An expert panel will determine these values.

As set out in these national programmes, An EHCP will guarantee legal rights to education, implying that they will eventually be reserved for children with the most demanding needs.

Ministers have reiterated their desire to push for more children's SEND needs to be addressed in mainstream classrooms in recent months in meetings with parents.

Teachers have been promised more training, as well as the desire for an inclusion unit in every secondary school.

The National Association of Headteachers was looking forward to seeing the full details of the plans, according to Whiteman, and the devil will be in the fine of how the changes were funded and managed.

He said that the government's proposals

have the ability to guarantee that children receive the education they deserve

as they currently understood them, and that they could eliminate some of the pressure from schools and families.

One of the increasing costs of SEND provision has been the increased use of the independent sector to provide specialist school places.

The government is expected to place a cap on what they can charge as part of these wider changes, which is expected to be set at £60,000 a year, according to the New Statesman political magazine.

The government has already confirmed that SEND funds will be transferred to central government after 2028.

The leaked information does not specify how the government intends to plug a financial shortfall, which the Office of Budget Responsibility estimates will be around £6 billion by that time and is likely to rise without significant change.

SEND advocacy organisations are concerned that these changes may have sparked fierce resistance from SEND campaign groups, who believe they are a deterioration of legal rights for children.

It's difficult to assess the full implications of any complicated reform scheme until the details are revealed and laid before Parliament.

It comes at a time when Prime Minister Sir Keir Starmer's personal political capital with Labour MPs has been weakened, potentially sparking backbench rebellions if their postbags are flooded with letters of protest.
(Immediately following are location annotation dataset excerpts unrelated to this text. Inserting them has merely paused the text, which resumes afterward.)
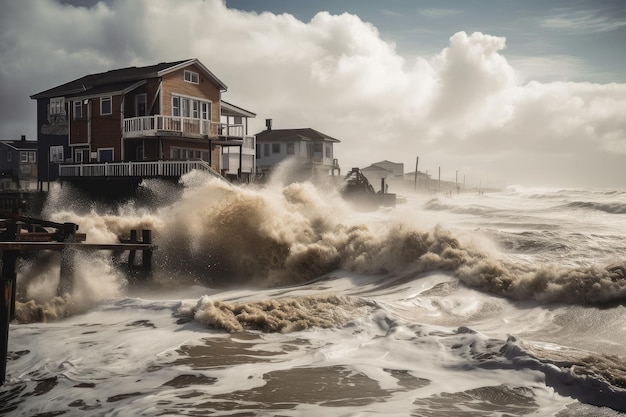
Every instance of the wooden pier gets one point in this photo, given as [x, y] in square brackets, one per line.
[20, 234]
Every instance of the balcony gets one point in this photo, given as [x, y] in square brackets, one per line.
[158, 125]
[134, 169]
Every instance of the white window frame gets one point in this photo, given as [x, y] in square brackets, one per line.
[103, 99]
[192, 77]
[138, 101]
[190, 107]
[56, 153]
[57, 105]
[206, 110]
[78, 109]
[176, 106]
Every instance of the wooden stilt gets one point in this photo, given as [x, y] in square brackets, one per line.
[132, 253]
[7, 305]
[146, 255]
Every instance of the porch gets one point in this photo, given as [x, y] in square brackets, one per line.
[155, 125]
[134, 169]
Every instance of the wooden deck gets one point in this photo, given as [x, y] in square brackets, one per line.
[133, 169]
[19, 234]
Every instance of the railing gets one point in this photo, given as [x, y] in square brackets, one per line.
[224, 129]
[144, 169]
[150, 125]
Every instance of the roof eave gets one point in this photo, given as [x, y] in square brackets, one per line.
[198, 63]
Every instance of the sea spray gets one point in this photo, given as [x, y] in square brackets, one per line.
[279, 315]
[225, 235]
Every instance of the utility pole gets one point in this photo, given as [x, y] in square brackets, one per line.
[416, 162]
[439, 178]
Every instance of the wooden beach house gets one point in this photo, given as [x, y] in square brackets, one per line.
[157, 121]
[311, 150]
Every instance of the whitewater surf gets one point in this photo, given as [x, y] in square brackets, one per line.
[284, 300]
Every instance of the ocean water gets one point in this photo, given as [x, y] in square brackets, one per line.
[287, 300]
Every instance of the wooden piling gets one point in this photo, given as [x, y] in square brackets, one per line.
[68, 254]
[7, 306]
[66, 241]
[146, 255]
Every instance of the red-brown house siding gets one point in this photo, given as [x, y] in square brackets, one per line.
[79, 127]
[206, 89]
[150, 88]
[106, 131]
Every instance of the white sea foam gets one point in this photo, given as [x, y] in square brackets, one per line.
[284, 299]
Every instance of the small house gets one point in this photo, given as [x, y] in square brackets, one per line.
[310, 149]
According to a Department of Education spokesperson, "Our Schools White Paper will be an expansion of children's rights, improving children''s lives for the better and ending the one-size-fits-all school system that has held too many students back from the outcomes they deserve.

"It's about building a better system for all families, where care is needed-led, embedded in every neighbourhood, and wrapped around children at the earliest age so they can flourish at a school closer to home.
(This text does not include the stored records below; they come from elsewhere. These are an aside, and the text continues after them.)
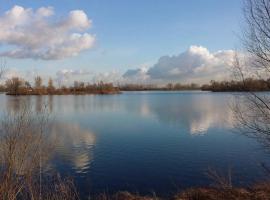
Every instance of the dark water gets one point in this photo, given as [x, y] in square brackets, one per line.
[147, 141]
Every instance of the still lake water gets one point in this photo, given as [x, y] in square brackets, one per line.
[146, 141]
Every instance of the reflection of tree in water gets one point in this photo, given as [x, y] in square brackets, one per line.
[74, 144]
[196, 112]
[17, 103]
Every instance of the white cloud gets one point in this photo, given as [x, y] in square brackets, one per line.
[197, 64]
[32, 34]
[136, 75]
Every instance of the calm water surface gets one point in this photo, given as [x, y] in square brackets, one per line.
[146, 141]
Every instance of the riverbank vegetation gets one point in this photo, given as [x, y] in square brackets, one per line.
[18, 86]
[246, 85]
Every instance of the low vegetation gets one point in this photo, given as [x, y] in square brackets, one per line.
[18, 86]
[245, 85]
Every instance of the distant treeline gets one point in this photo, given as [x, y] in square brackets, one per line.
[18, 86]
[246, 85]
[169, 86]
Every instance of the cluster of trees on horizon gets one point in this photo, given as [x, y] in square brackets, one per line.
[248, 84]
[18, 86]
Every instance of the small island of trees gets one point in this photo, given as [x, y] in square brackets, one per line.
[18, 86]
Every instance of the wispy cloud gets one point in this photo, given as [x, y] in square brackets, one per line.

Since education is a devolving issue, each UK country has its own system for assisting students with additional needs.

Students in Scotland are classified as having additional support needs (ASN), according to a broader definition than those used in England. Only for those with the most complicated needs are legally binding "coordinated support services.

In 2021, Wales introduced major changes for children with additional learning needs (ALN). The majority of individual plans are managed by mainstream schools, with local authorities coordinating plans for those with more complex needs or specialisation.

Northern Ireland also uses the term SEND, but its legally binding individual plans are also identified as "statements of particular educational needs.